The Consumer Federation of California Education Foundation (CFC Foundation) is calling for GEICO to refund hundreds of millions of dollars to California auto insurance policyholders after claiming that the insurer is overcharging customers who are driving less and filing fewer collision claims due to the COVID-19 pandemic.
The consumer group alleged in a petition that GEICO is violating a bulletin issued last month by state insurance commissioner Ricardo Lara, which mandated that auto insurers should issue refunds and credits to policyholders for coverage for the months of March and April.
CFC Foundation alleged that unlike other auto insurers who announced premium relief measures, GEICO is denying its 15% coronavirus “giveback credit” to current policyholders who do not renew their coverage between April 08 and October 07, 2020. GEICO is instead offering the credit to new customers who sign up for coverage.

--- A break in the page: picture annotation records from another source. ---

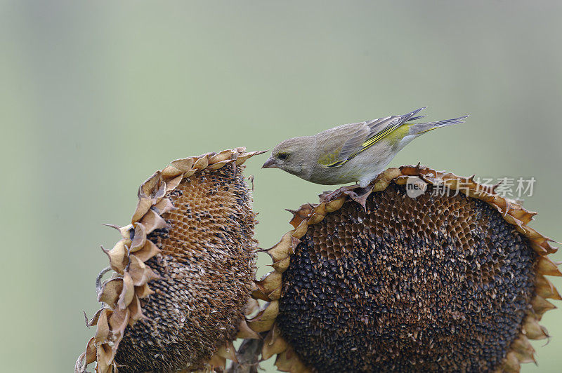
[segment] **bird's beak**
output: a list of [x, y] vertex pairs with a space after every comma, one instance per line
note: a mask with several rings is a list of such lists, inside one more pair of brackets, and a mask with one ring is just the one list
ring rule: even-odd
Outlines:
[[263, 165], [261, 166], [261, 168], [279, 168], [275, 163], [275, 160], [271, 157], [269, 157], [266, 163], [263, 163]]

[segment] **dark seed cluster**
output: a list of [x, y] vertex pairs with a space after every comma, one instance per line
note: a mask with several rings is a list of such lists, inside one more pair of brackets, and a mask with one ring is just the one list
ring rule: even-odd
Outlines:
[[168, 227], [148, 236], [162, 255], [146, 262], [162, 278], [141, 299], [146, 318], [127, 327], [119, 372], [196, 367], [234, 337], [255, 271], [254, 213], [242, 174], [227, 165], [184, 179], [169, 197]]
[[464, 194], [391, 184], [311, 226], [277, 323], [318, 372], [493, 370], [533, 292], [527, 239]]

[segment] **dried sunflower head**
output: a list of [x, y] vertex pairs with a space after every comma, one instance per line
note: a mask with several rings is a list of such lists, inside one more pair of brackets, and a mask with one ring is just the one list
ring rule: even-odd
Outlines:
[[110, 250], [96, 336], [77, 372], [221, 369], [235, 360], [255, 273], [254, 214], [244, 148], [178, 159], [140, 186], [131, 223]]
[[[407, 196], [409, 177], [425, 191]], [[366, 208], [346, 195], [294, 212], [266, 250], [274, 271], [248, 324], [269, 330], [262, 358], [285, 372], [518, 372], [561, 299], [551, 240], [535, 212], [473, 178], [391, 168]], [[443, 194], [432, 193], [444, 188]]]

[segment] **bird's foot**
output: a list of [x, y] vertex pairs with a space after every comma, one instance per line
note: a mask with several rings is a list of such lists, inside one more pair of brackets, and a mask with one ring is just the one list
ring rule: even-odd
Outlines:
[[334, 197], [336, 196], [341, 196], [341, 194], [346, 194], [349, 196], [349, 198], [363, 206], [363, 208], [367, 210], [367, 206], [365, 204], [367, 203], [367, 198], [371, 194], [372, 191], [372, 186], [367, 186], [365, 188], [362, 188], [359, 185], [346, 185], [345, 186], [341, 186], [341, 188], [329, 193], [323, 193], [320, 195], [321, 199], [325, 201], [332, 201]]

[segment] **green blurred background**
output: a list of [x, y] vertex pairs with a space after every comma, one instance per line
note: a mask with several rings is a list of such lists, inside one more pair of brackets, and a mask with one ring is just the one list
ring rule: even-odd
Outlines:
[[[554, 1], [1, 1], [1, 370], [72, 370], [94, 332], [99, 245], [117, 240], [101, 223], [127, 224], [140, 183], [177, 158], [425, 105], [469, 113], [391, 165], [535, 177], [532, 226], [562, 240], [561, 19]], [[325, 188], [260, 157], [247, 172], [266, 247], [284, 209]], [[523, 372], [560, 371], [561, 316]]]

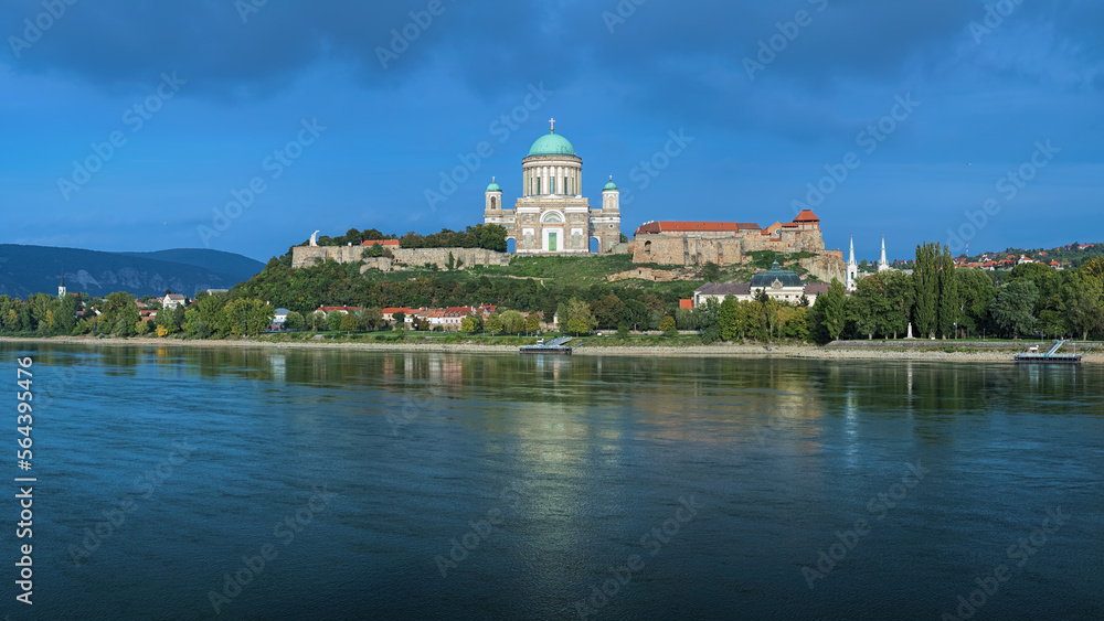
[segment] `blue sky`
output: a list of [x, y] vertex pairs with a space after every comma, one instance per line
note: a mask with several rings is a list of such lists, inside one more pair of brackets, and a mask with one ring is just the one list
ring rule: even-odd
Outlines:
[[9, 0], [0, 243], [463, 228], [550, 117], [628, 235], [800, 203], [860, 259], [1098, 242], [1102, 32], [1078, 0]]

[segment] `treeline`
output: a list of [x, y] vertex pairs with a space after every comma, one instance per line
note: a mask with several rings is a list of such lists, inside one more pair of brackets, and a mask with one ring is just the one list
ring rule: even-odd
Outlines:
[[911, 275], [867, 276], [849, 297], [834, 283], [814, 306], [813, 338], [898, 339], [910, 324], [922, 339], [1087, 339], [1104, 332], [1104, 259], [1066, 270], [1018, 265], [999, 286], [991, 277], [996, 274], [956, 268], [945, 246], [922, 244]]
[[261, 300], [229, 293], [200, 297], [188, 307], [160, 309], [142, 320], [134, 296], [109, 293], [56, 298], [36, 293], [26, 300], [0, 296], [0, 332], [60, 336], [84, 334], [144, 336], [183, 333], [197, 339], [255, 336], [272, 326], [275, 308]]
[[[689, 298], [694, 282], [677, 283], [662, 291], [625, 285], [580, 287], [521, 278], [474, 277], [468, 272], [421, 272], [403, 279], [360, 274], [358, 265], [335, 261], [293, 269], [289, 261], [272, 259], [265, 269], [232, 293], [268, 300], [309, 314], [320, 306], [360, 308], [443, 308], [496, 304], [522, 312], [541, 311], [549, 319], [562, 302], [576, 298], [593, 306], [597, 328], [616, 329], [620, 323], [640, 330], [658, 329], [665, 314], [675, 314], [680, 298]], [[655, 328], [652, 328], [655, 326]]]
[[[384, 239], [399, 239], [403, 248], [485, 248], [488, 250], [506, 251], [506, 228], [497, 224], [477, 224], [468, 226], [464, 231], [449, 231], [442, 228], [440, 233], [421, 235], [418, 233], [407, 233], [402, 237], [397, 235], [385, 235], [375, 228], [358, 231], [350, 228], [344, 235], [330, 237], [322, 235], [316, 240], [319, 246], [360, 246], [364, 242], [382, 242]], [[301, 245], [306, 245], [305, 242]]]

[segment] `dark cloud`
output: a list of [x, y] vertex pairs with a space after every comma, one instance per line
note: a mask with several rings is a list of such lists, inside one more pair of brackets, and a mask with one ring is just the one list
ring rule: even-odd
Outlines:
[[[369, 88], [395, 87], [433, 67], [485, 97], [530, 82], [566, 87], [596, 76], [622, 84], [615, 92], [626, 105], [721, 122], [756, 113], [756, 88], [781, 86], [830, 101], [842, 81], [899, 81], [903, 87], [910, 72], [953, 61], [956, 49], [973, 43], [969, 23], [985, 15], [981, 2], [963, 0], [442, 2], [444, 13], [423, 29], [411, 13], [424, 22], [429, 0], [270, 0], [244, 23], [233, 0], [83, 1], [12, 64], [104, 87], [178, 71], [191, 79], [190, 96], [215, 97], [265, 96], [329, 61], [351, 63]], [[630, 15], [627, 6], [635, 7]], [[743, 60], [754, 58], [758, 42], [799, 10], [813, 23], [749, 79]], [[7, 2], [0, 23], [19, 34], [23, 19], [40, 12], [38, 0]], [[1026, 2], [1007, 21], [1038, 23], [1040, 35], [1052, 38], [1052, 53], [1097, 68], [1085, 74], [1085, 83], [1098, 88], [1100, 3]], [[379, 51], [404, 29], [416, 40], [384, 69]], [[1009, 41], [994, 36], [986, 43]]]

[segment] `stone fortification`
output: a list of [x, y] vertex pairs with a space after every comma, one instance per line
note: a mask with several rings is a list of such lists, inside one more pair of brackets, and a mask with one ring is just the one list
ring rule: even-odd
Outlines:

“GEICO is violating the Commissioner’s Bulletin and the industry norm of giving a break to customers who are driving less and who desperately need financial relief right now,” said CFC Foundation director Richard Holober in the petition.
CFC Foundation added that GEICO has to refund at least $210 million, since the amount represents the minimum level of windfall profits that the insurer is enjoying by limiting the premium credit to anyone except current customers who do not renew their policy within the specified period.
In addition to violating the state insurance commissioner’s bulletin, CFC Foundation claimed that GEICO is also violating regulations requiring it to file a proposed rate change with the Department of Insurance for approval before it can implement the rate adjustment. CFC Foundation alleged that GEICO’s unapproved rate change is designed to force customers to renew to claim the refund owed to them, and that the unapproved rate change is an anti-competitive scheme.